Won’t Big Tobacco Please Think of the Children?

Over at the Cancer Blog, they are talking about how the Tobacco Industry spends over 12.4 billion dollars a year on advertising. Pretty big number. Channeling Mrs. Lovejoy, they cry out, “Won’t someone please think of the children?” Apparently, the fact that the rolling eyeballs of a toddler might accidentally stray across a tobacco ad in his father’s copy of Maxim will turn that toddler into a chain-huffing smoker.

They then ask:

    What if that money could be spent elsewhere? How many schools could be built with 12.4 billion dollars? How many women’s shelters could be erected? What sorts of advancements could be made in lung cancer research with those funds?

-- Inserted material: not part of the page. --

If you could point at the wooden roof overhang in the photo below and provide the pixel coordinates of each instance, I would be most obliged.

You can make this sort of argument with just about anything, but guess what? It’s not the tobacco industry’s job to build schools. It’s the government’s job. So perhaps a more apt question would be “How much of the settlements the tobacco industry has made with state and federal governments has actually gone to building schools?” That’s mostly rhetorical; finding out the answer to that question would take more time than I have seconds before I gallivant off to hop on a plane, but according to this page, detailing what California planned on doing with its settlement: “Proceeds of the settlement funds will not increase the state’s school spending guarantee, which depends on tax revenues.”

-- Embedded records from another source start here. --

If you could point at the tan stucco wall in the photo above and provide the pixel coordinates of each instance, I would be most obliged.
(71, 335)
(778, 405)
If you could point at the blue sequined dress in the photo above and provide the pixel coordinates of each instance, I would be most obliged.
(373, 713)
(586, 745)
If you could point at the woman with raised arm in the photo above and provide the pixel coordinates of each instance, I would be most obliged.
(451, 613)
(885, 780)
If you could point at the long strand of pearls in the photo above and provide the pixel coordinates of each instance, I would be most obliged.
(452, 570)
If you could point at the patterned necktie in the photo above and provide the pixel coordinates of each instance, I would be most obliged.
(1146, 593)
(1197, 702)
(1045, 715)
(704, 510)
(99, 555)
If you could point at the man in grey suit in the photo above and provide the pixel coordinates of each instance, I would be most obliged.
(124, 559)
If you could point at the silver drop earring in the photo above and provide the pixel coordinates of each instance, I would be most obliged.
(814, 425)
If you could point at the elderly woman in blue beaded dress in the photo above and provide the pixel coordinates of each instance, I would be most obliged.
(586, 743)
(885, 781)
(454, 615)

The same goes for women’s shelters — building them is not the tobacco industry’s job. As for lung cancer research, yeah, that would be nice. Except companies with vested corporate and political interests in the results of a scientific study should absolutely not be funding what should be objective, independent research. You only need to look at the pharmaceutical industry to see that trials sponsored by a pharmaceutical company skew wildly in favor of that company’s product.

Tobacco is a legal product. It has a legal right to advertise and spend as much damn money on advertising as they want. Some people may not like that; hell, I may not like it. But that’s what capitalism is all about. If you think tobacco should be illegal, just state your reasons, point to your research, write your congressman. But can we please stop manipulating the subject for utterly stupid talking points?